Data Science Fundamentals Flashcards
What are the two types of variables?
- Numerical
- Categorical
What two examples exist of numerical variables?
Numerical variables are a combination of the measurement and the unit. Without the unit, a numerical value is just a number.
There are two ways to get a numerical variable. You can have:
- Discrete - This is where we have a variable that we can count as it gives us a whole number
- Continuous - This is where we get a partial value as we measure it is there is no full integer
What examples exist of a categorical variable?
A categorical variable has three types:
- Nominal (Think of a name)
- Dichotomous (Two only as in Di)
- Ordinal (Think of an order of something like a likert scale)
In the context of missing data, what is Missing at Random data?
When we measure data, we can see several observations pop up. If we measure the height of the house and find that all the yellow houses don’t have a height measurement, we can begin to infer something from one variable that says something about this variable.
This kind of missing is called Missing at Random.
What makes a good variable?
Suitable variables should only measure:
- One characteristic
- Can’t be characteristic themselves
In the context of missing data, what is Structurally Random data?
Finally, data can be structurally missing, meaning that we wouldn’t expect a value there, to begin with.
An example of collecting data about fruit on our trees. Some trees will have visible fruit. For those trees, we can count how many fruits are visible. If there is no visible fruit, we can’t count how many there are. The number of fruits will be structurally missing.
What is data science?
Data science is a collection of organised observations
What is the framework underlying statistics?
Statistics follow a four-step framework:
- We want to know something about an underlying population
- We take a sample that hopefully is a good representation of the whole population
- We create some statistics from this
- We infer insights from this data
What is a dichotomous variable?
It has only two options. In the example of a tree being grown, it is a tree growing by itself or not. We would record this with the following. Is the tree by itself?

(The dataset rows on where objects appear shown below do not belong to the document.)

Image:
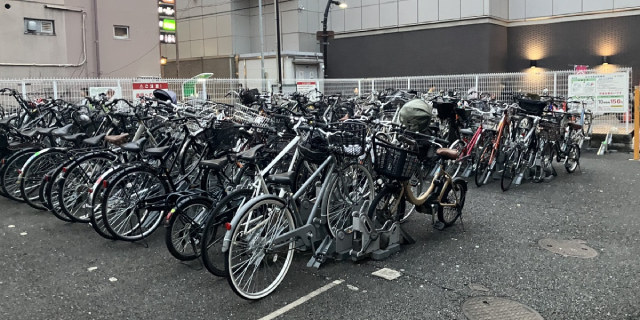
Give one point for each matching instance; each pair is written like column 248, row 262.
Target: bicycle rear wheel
column 184, row 232
column 254, row 265
column 121, row 216
column 450, row 208
column 214, row 230
column 510, row 169
column 11, row 171
column 33, row 172
column 73, row 187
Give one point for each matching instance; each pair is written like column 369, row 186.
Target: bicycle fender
column 236, row 218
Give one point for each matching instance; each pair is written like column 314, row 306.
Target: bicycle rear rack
column 361, row 241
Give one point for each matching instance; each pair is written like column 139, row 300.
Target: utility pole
column 261, row 44
column 278, row 53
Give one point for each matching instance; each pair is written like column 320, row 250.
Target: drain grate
column 569, row 248
column 492, row 308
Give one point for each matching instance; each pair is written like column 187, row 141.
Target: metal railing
column 500, row 85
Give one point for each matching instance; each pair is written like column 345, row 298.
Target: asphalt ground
column 44, row 273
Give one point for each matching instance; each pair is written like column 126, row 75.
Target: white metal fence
column 498, row 84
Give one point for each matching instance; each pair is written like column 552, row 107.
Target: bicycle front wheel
column 255, row 266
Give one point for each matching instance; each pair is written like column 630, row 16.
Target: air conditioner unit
column 32, row 26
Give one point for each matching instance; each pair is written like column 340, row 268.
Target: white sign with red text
column 145, row 89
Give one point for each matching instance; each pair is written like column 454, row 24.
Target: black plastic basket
column 446, row 109
column 220, row 134
column 394, row 162
column 349, row 138
column 532, row 107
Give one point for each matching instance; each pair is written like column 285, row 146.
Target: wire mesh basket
column 551, row 129
column 220, row 135
column 394, row 162
column 349, row 138
column 244, row 115
column 532, row 107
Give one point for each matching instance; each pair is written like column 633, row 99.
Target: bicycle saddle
column 250, row 155
column 466, row 132
column 5, row 121
column 447, row 153
column 285, row 178
column 74, row 137
column 158, row 152
column 46, row 131
column 574, row 126
column 135, row 146
column 94, row 141
column 63, row 131
column 118, row 139
column 29, row 133
column 215, row 164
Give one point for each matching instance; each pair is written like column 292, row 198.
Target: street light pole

There are only two logical options in this scenario.
- Single
- Not single
For a variable to be dichotomous, it must have only two logical options
In the context of missing data, what is Missing Completely at Random data?
During our data collection, if we make an error in the collection this could just be human error coming through. This isn’t intentional. This is just means we’ve missed completely random due to happenstance.
What is an ordinal variable?
These are variables we measure using some form of scale that is then represented numerically (This is still a categorical variable). An example is a likert scale
What types of organisations are there?
- Methodology
- Shape
Ask more about this question at some point
What is the shape of data?
The shape of a distribution is described by its number of peaks, its possession of symmetry, its tendency to skew, or its uniformity. (Distributions that are skewed have more points plotted on one side of the graph than on the other.) PEAKS: Graphs often display peaks, or local maximums.
Think about the collection of data.When we collect data we want to create variables. If we were counting houses, we could use two variables:
- Height
- Colour
These things vary from house to house. A house can be called an entity, observation or instance, these terms are used interchangeably. In a well-organised dataset, the variables describe a characteristic of the entity and they also form the shape of what the data will look like.
What is a nominal variable?
This is a variable that we give a name to hence nominal as we’re nominating a name for this
What is accuracy?
Accuracy is about understanding how your data can be matched against real-world expectations.